A Complete Estate Plan Is an Affirmation of Your Life

Featured Article
July 2014

Once when St. Francis of Assisi was tending his garden, a person asked him, “What would you do if you suddenly learned that you would die at sunset?” St. Francis replied in a manner that reverberates for planned giving: “I would continue hoeing my garden.”

His response has three possible meanings:

  • He was satisfied with the quality of his life and saw no need to alter its course.
  • All of his affairs were in order and nothing remained to be done in the limited time he had.
  • Even though he personally would never harvest the fruits of his current labor, he was content to keep laboring for the benefit of those who came after him.

Sometimes when an event causes people to confront their mortality, they engage in introspection about their relationships and values, they make amends to those they have hurt, and they fundamentally change their lifestyle. Possibly they are stimulated to complete the estate plan they have long postponed and finally take the steps to ensure that their wishes will be fulfilled. Maybe they start thinking about the ways they can use lifetime accumulations to make a difference in the lives of the next generation.

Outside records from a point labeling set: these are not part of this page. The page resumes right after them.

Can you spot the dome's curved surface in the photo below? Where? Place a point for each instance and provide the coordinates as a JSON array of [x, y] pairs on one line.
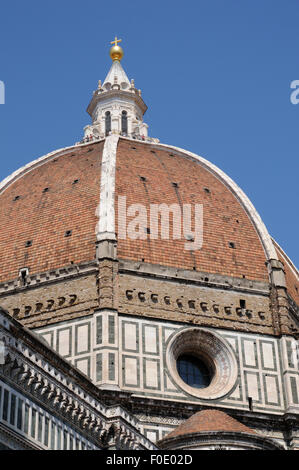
[[42, 203], [145, 174]]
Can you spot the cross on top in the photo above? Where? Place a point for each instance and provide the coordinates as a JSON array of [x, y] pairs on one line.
[[116, 41]]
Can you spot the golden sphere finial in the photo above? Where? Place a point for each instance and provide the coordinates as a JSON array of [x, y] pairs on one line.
[[116, 52]]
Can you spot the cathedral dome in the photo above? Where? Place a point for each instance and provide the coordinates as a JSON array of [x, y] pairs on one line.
[[146, 268], [154, 205], [50, 218]]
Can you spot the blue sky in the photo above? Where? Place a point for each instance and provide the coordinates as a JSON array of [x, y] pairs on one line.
[[215, 75]]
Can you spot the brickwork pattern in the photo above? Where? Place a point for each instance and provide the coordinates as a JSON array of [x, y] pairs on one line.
[[291, 279], [224, 219], [209, 421], [30, 212]]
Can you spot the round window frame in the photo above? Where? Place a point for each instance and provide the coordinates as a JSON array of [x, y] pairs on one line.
[[214, 351]]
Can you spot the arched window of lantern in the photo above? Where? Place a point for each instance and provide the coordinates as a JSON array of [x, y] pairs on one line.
[[107, 122], [124, 122]]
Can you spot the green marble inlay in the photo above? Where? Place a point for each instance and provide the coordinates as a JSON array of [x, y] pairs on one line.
[[294, 390], [99, 328], [111, 329]]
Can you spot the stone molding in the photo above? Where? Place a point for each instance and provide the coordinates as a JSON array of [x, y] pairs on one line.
[[68, 394]]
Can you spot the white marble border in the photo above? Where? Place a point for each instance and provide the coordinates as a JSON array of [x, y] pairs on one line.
[[105, 211]]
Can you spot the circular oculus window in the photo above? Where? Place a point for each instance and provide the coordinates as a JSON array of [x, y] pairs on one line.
[[202, 363]]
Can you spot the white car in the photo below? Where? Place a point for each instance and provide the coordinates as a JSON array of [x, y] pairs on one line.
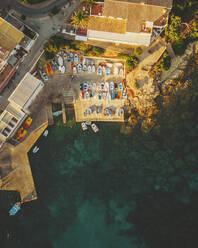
[[93, 68], [79, 67], [94, 128], [106, 87], [89, 68], [84, 126], [76, 58], [111, 86], [45, 77]]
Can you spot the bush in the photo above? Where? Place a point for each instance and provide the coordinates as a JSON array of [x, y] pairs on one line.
[[55, 10], [23, 17], [138, 51], [179, 47], [172, 31], [164, 63]]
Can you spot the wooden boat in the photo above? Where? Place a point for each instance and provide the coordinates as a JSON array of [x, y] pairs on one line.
[[15, 209], [35, 149]]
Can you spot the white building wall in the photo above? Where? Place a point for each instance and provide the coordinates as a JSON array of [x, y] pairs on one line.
[[127, 38], [33, 96]]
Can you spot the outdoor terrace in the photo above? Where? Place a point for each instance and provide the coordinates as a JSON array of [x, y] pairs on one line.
[[97, 9], [162, 21]]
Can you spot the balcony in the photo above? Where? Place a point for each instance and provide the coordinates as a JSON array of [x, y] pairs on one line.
[[97, 9]]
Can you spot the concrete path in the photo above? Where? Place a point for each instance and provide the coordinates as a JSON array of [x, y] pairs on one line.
[[41, 12]]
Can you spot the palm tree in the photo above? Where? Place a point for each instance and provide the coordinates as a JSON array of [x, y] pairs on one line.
[[79, 19]]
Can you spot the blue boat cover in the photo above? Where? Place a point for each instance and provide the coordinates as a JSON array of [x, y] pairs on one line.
[[14, 210]]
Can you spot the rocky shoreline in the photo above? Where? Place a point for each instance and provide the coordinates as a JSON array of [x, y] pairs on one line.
[[142, 107]]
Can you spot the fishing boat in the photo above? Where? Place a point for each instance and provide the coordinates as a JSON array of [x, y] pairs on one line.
[[45, 133], [88, 123], [35, 150], [94, 128], [84, 126], [15, 208]]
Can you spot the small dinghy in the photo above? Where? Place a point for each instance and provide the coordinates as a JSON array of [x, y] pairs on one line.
[[88, 123], [15, 209], [35, 150], [45, 133], [94, 128], [84, 126]]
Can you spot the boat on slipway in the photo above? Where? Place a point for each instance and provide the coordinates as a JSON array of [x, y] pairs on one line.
[[15, 209], [35, 149]]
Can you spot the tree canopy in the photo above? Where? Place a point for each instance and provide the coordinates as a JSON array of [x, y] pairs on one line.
[[79, 19]]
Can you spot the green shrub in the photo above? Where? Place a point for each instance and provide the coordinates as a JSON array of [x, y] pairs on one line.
[[172, 30], [179, 47], [164, 64], [55, 10]]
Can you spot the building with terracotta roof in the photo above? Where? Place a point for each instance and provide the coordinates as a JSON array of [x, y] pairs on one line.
[[17, 109], [136, 22]]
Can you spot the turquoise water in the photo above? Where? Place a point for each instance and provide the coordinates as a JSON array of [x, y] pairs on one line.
[[111, 190]]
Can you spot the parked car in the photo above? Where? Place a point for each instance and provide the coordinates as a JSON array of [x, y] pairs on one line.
[[87, 95], [74, 70], [94, 128], [99, 70], [45, 77], [76, 58], [84, 126], [85, 86], [124, 96], [111, 86]]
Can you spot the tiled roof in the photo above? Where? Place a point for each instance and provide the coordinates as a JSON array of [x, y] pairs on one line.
[[134, 13], [107, 24], [163, 3]]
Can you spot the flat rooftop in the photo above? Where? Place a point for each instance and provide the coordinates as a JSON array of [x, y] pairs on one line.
[[26, 88], [9, 35]]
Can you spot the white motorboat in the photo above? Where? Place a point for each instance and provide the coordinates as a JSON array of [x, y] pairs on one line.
[[99, 70], [89, 68], [111, 86], [115, 71], [94, 128], [45, 133], [35, 150], [76, 58], [93, 68], [121, 72], [88, 123], [60, 61], [84, 126]]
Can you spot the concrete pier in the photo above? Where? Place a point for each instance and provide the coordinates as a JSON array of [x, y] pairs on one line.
[[15, 165]]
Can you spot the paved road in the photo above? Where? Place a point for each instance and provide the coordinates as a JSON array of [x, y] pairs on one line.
[[22, 70], [39, 13]]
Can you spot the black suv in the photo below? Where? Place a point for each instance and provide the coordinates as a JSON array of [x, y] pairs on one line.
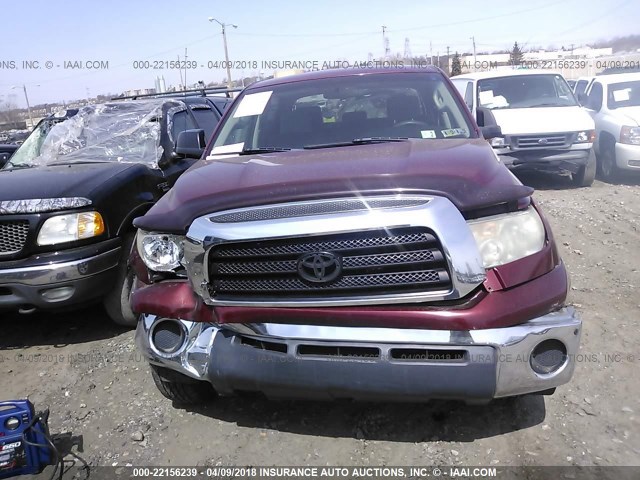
[[69, 194]]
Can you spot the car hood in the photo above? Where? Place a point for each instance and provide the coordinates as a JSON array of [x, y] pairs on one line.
[[55, 181], [628, 115], [528, 121], [465, 171]]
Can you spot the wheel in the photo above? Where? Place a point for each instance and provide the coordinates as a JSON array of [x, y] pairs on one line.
[[587, 173], [116, 302], [180, 388], [608, 165]]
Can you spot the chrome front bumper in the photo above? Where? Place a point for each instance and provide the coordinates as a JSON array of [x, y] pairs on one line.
[[497, 361]]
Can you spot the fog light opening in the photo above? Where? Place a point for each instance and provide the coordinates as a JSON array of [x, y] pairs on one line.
[[168, 336], [548, 357], [58, 294]]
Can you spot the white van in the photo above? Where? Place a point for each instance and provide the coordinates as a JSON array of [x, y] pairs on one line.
[[543, 126]]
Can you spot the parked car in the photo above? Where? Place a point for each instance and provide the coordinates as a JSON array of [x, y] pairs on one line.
[[69, 194], [544, 128], [6, 150], [614, 103], [372, 254], [580, 88]]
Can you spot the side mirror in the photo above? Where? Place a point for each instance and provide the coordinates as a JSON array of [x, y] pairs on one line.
[[191, 143], [582, 99], [491, 131]]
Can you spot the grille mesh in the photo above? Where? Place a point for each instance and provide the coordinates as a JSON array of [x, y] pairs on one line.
[[380, 262], [13, 236], [543, 141], [360, 281], [330, 245], [317, 208]]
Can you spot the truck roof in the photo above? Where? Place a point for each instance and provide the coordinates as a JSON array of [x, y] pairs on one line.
[[617, 78], [340, 72], [504, 73]]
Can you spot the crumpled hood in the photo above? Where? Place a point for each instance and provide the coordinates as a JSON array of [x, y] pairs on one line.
[[528, 121], [465, 171], [55, 181]]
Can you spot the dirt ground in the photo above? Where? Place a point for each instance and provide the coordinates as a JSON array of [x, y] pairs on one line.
[[99, 388]]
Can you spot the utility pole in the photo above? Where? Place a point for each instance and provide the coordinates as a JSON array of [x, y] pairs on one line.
[[226, 50], [185, 68], [448, 64], [180, 72], [26, 98], [385, 41], [473, 39]]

One intrepid elderly individual commented that she expected to live for another seven years. Apparently, she based this on her current state of health and the longevity of her relatives. Obviously, we don’t know how long we will be here. That is why a good estate plan should work whether life is foreshortened or we live to be 110. A well-conceived plan, for instance, includes contingencies depending on family circumstances at the end of one’s life.

A complete estate plan is also an affirmation of the meaning of your life—what you value, your affections, and the ways in which you want your life to have made a difference. We recognize that a legacy gift that continues the work of our organization, which you have supported during your life, may only be one part of a comprehensive legacy plan. But we would be pleased to discuss ways you can have the greatest impact on the lives of those we serve.

You may be able to accomplish far more than you ever dreamed. According to another quotation attributed to St. Francis, “Start by doing what is necessary; then do what is possible; and suddenly you are doing the impossible.”